This might be an issue with retree
rather than with the dateparser
though.
The following test (which you cannot execute via the public API) fails:
@Test
public void parserWithLimitedPatterns(){
List<String> rules = Arrays.asList(
"(?<year>\\d{4})\\W{1}(?<month>\\d{1,2})\\W{1}(?<day>\\d{1,2})[^\\d]?",
"\\W*(?:at )?(?<hour>\\d{1,2}):(?<minute>\\d{1,2})(?::(?<second>\\d{1,2}))?(?:[.,](?<ns>\\d{1,9}))?(?<zero>z)?",
" ?(?<zoneOffset>[-+]\\d{1,2}:?(?:\\d{2})?)"
);
DateParser dateParser = new DateParser(rules, new HashSet<>(rules), Collections.emptyMap(), true, false);
String input = "2022-08-09 19:04:31.600000+00:00";
Date date = dateParser.parseDate(input);
assertEquals(parser.parseDate(input), date);
}
Note how those 3 rules should be sufficient to parse the date.
- There is a rule for the year-month-day part
- There is a rule for the hours:minutes:seconds.ns part
- There is a rule for the zone offset part
However, during parsing the zoneoffset rule is never used. Instead, it uses the rule for the hours twice.

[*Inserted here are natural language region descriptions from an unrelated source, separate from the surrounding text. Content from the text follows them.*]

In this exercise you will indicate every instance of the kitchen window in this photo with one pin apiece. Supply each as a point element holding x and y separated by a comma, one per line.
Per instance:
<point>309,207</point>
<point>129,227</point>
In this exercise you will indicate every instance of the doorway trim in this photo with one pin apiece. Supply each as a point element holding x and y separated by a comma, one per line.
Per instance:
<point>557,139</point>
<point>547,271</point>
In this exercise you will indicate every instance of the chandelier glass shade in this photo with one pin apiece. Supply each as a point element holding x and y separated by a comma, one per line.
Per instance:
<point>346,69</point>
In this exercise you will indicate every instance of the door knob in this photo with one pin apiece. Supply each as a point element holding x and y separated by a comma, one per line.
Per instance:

The weird thing is that when I add a rule that should not be used (`" ?(?\d{4})$"), the test suddenly succeeds:
@Test
public void parserWithLimitedPatterns(){
List<String> rules = Arrays.asList(
"(?<year>\\d{4})\\W{1}(?<month>\\d{1,2})\\W{1}(?<day>\\d{1,2})[^\\d]?",
" ?(?<year>\\\\d{4})$",
"\\W*(?:at )?(?<hour>\\d{1,2}):(?<minute>\\d{1,2})(?::(?<second>\\d{1,2}))?(?:[.,](?<ns>\\d{1,9}))?(?<zero>z)?",
" ?(?<zoneOffset>[-+]\\d{1,2}:?(?:\\d{2})?)"
);
DateParser dateParser = new DateParser(rules, new HashSet<>(rules), Collections.emptyMap(), true, false);
String input = "2022-08-09 19:04:31.600000+00:00";
Date date = dateParser.parseDate(input);
assertEquals(parser.parseDate(input), date);
}
The position where I add that additional rule is important. For example adding it at the end of the list instead of at index 1 makes the test fail again.
I bumped into this issue for PR #28 , where I try to reduce the number of rules that are used for parsing to improve the performance.